Parents are expected to fork out hundreds of pounds on entertaining their children during the school summer holidays.
According to the Post Office Money’s annual parents’ summer spending report, families will pay out £600 during the break - up from £492 last year and a 50 per cent increase since 2012.
The research shows that 45 per cent will visit theme parts and museums while 42 per cent will be eating out more. A quarter of parents expect their biggest spending to be on ice cream and sweets.
Henk Van Hulle, director at Post Office Money, said: “This upcoming summer break provides families with the opportunity to come together and enjoy days out – yet the cost of doing so continues to rise year after year.
“Despite this, many parents remain unsure of how they will pay for the costs of entertaining their children. By planning ahead and setting aside money earlier in the year, parents can avoid being stung by surprise expenses or missing bill payments, and enjoy the holidays free of financial fears.”

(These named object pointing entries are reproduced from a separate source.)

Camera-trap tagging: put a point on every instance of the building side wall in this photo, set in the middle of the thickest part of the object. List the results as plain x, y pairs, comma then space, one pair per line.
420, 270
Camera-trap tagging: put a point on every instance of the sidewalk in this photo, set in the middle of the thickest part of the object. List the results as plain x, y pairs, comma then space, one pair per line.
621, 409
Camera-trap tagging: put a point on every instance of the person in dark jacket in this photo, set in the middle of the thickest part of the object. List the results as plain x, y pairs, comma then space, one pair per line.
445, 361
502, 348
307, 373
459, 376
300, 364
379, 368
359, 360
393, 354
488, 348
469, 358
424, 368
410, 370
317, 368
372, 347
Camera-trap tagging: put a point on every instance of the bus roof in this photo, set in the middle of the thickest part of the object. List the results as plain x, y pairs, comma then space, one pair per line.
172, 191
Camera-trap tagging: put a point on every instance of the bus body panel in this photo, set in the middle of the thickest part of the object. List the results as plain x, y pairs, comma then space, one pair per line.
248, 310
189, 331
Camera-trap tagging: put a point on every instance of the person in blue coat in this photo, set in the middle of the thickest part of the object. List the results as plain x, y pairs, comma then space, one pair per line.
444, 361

Parents also expect to shell out £86 on other people’s children, around £101 on childcare and £146 on fuel to travel to the planned day trips and visits.

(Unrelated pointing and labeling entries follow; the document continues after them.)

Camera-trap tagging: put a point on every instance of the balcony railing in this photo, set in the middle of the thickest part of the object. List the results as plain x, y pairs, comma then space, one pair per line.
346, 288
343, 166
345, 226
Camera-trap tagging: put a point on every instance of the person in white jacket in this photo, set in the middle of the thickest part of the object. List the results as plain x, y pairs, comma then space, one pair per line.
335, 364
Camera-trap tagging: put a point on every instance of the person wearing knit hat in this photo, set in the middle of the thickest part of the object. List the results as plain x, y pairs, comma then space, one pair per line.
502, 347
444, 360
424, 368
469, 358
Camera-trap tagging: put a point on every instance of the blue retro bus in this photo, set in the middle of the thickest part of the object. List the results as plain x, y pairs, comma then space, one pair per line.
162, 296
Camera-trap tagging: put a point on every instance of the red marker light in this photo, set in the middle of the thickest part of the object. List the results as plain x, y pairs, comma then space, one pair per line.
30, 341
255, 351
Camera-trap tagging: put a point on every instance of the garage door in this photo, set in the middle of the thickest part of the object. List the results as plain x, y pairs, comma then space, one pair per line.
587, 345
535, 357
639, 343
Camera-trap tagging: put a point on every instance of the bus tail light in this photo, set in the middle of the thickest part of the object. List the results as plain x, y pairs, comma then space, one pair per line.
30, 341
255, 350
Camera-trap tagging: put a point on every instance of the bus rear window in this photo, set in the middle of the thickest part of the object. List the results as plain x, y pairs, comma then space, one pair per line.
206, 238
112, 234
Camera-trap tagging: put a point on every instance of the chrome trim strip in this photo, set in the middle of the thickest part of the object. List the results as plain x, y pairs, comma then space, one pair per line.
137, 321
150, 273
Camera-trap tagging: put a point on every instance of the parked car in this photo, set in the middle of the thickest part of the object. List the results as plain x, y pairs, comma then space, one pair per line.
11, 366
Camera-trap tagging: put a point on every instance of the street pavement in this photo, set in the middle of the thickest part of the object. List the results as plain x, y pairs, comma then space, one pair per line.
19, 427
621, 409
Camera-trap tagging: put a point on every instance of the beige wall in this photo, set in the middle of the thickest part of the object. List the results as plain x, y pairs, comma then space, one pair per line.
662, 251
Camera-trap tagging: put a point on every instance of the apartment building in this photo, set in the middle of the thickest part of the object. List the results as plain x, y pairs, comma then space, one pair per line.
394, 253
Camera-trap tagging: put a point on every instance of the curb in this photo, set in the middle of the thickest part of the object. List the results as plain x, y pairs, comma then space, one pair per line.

Worryingly, 55 per cent of parents are concerned about how they will afford the holidays and 50 per cent feel under pressure to spend as much as other families. 58 per cent have not put money aside to cover the extra spending, even though more than a third (36 per cent) went over budget last year.

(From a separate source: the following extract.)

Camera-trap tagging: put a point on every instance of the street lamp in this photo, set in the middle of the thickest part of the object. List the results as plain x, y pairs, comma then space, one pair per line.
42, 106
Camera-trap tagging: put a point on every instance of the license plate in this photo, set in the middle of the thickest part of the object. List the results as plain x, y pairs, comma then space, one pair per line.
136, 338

The research - conducted by Opinium on behalf of Post Office Money - revealed that 23 per cent of parents will end up paying with their credit card while 10 per cent would borrow money from family or friends. 12 per cent had no idea how they would cover the additional expense. Seven per cent sell items on auction sites such as Ebay and 34 per cent of mums and dads would give up buying new clothes for themselves in order to reign in their spending.
The annual report suggests a number of ways that parents can make savings during the summer holidays, including tracking down discounts and 2 for 1 offers for days out and restaurants online, booking in advance for train tickets, taking a packed lunch or picnic when going out for the day and organising fun and free activities at home, such as baking or painting.
Families can also take advantage of free - or cheap - community events and attractions, such as arts and crafts sessions at local museums, family fundays and galas.
Many council-run facilities - such as libraries, galleries and museums - are also free or inexpensive.